Im Harz konnte ich dann noch einen ganz neuen „Schwimm-Charakter“ kennenlernen. Sie kam auch nur einmal. Am Schwimmbecken vorbei, auf den Boden schauend, an Ihrem Badeanzug zupfend. Dann verdeckte sie ihre langen, blonden Haare unter einer Badekappe und kam ins Wasser. Sie erinnerte mich optisch an Paige Vanzant, als sie in ihrem Alter gewesen sein muss. Alle nicht Kampfsport begeisterte müssen den Namen sicherlich erst einmal googeln. Ihre Unsicherheit war ihr deutlich anzumerken, was mir richtig leid tat. Äußerlich gab es dafür gar keinen Grund, aber natürlich kann man in keinen Menschen hineinschauen. Sie schwamm dann da, wo gerade Platz war und wollte niemanden in die Quere kommen. Beim Vorbeischwimmen war sie aber diejenige, die mir, wenn auch sehr schüchtern, in die Augen schaute und ein wenig lächelte.  
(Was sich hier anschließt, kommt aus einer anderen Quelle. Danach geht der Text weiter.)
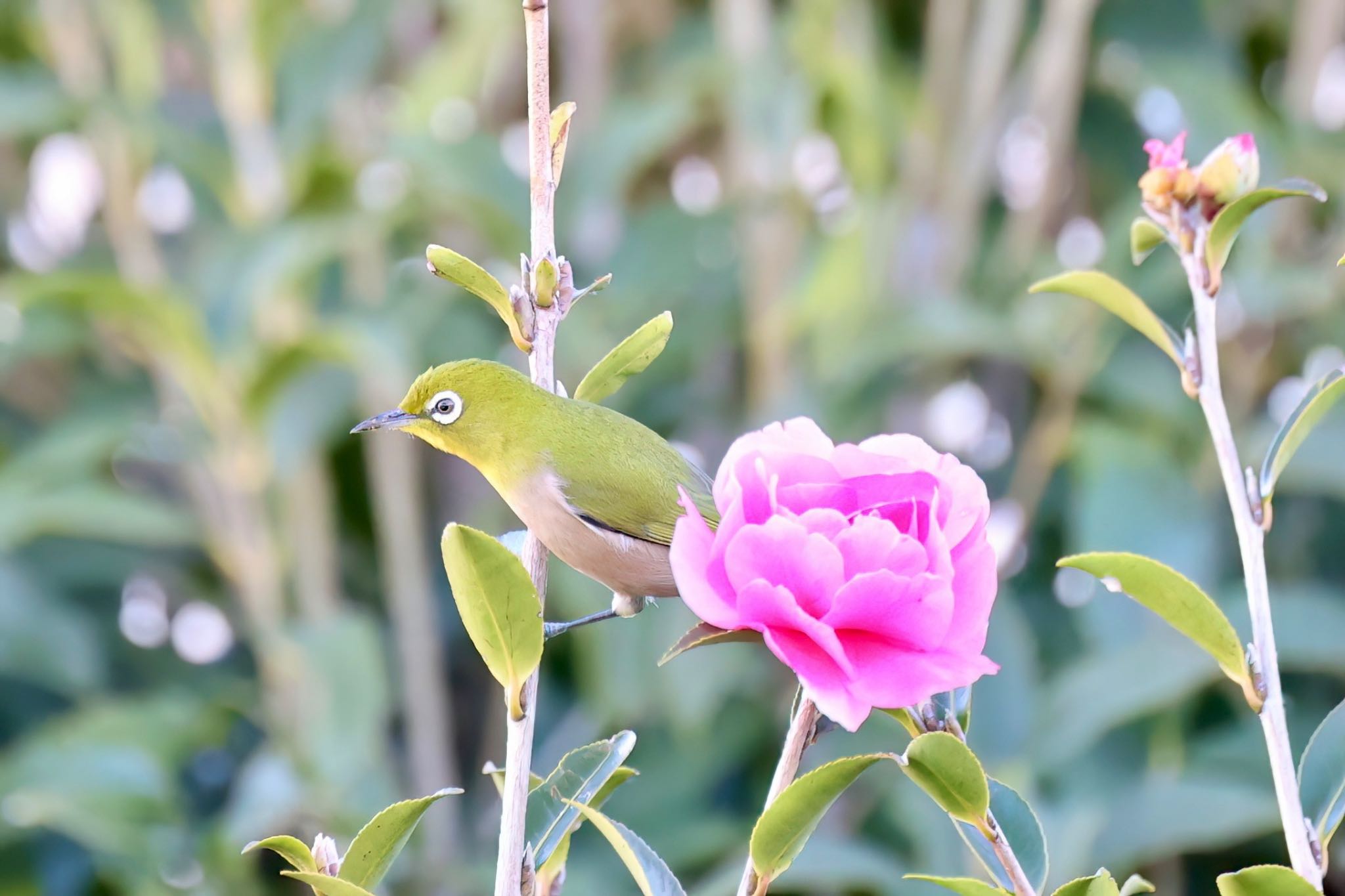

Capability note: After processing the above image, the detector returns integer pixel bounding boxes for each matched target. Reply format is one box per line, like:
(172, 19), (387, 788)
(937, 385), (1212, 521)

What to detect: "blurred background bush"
(0, 0), (1345, 896)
Um das Ganze nun auf den Alltag umzusetzen, ergibt sich daraus folgende Erkenntnis für mich. Es gibt Menschen mit sehr starkem Selbstbewusstsein, sehr schüchterne Menschen, Menschen, die sehr viel, oftmals zu viel, Rücksicht auf die Umwelt nehmen und sich über alles viel zu früh einen Kopf machen. Menschen, die nicht immer alles so ernst nehmen, Hauptsache dabei. Sehr disziplinierte Menschen, die ihren Plan durchziehen und schüchterne Menschen, die es vielleicht dadurch etwas schwerer im Alltag haben. 

Schade, dass wir es oft verlernt haben, andere Menschen anzusehen, ihnen in die Augen zu schauen, Ihnen vielleicht sogar ein Lächeln zu schenken, auch wenn wir sie gar nicht kennen. Dass wir verlernt haben, mehr Rücksicht aufeinander zu nehmen, aber auch manchmal mehr an sich selber zu denken. 

Mit der gesunden Mischung wären wir alle richtig davor.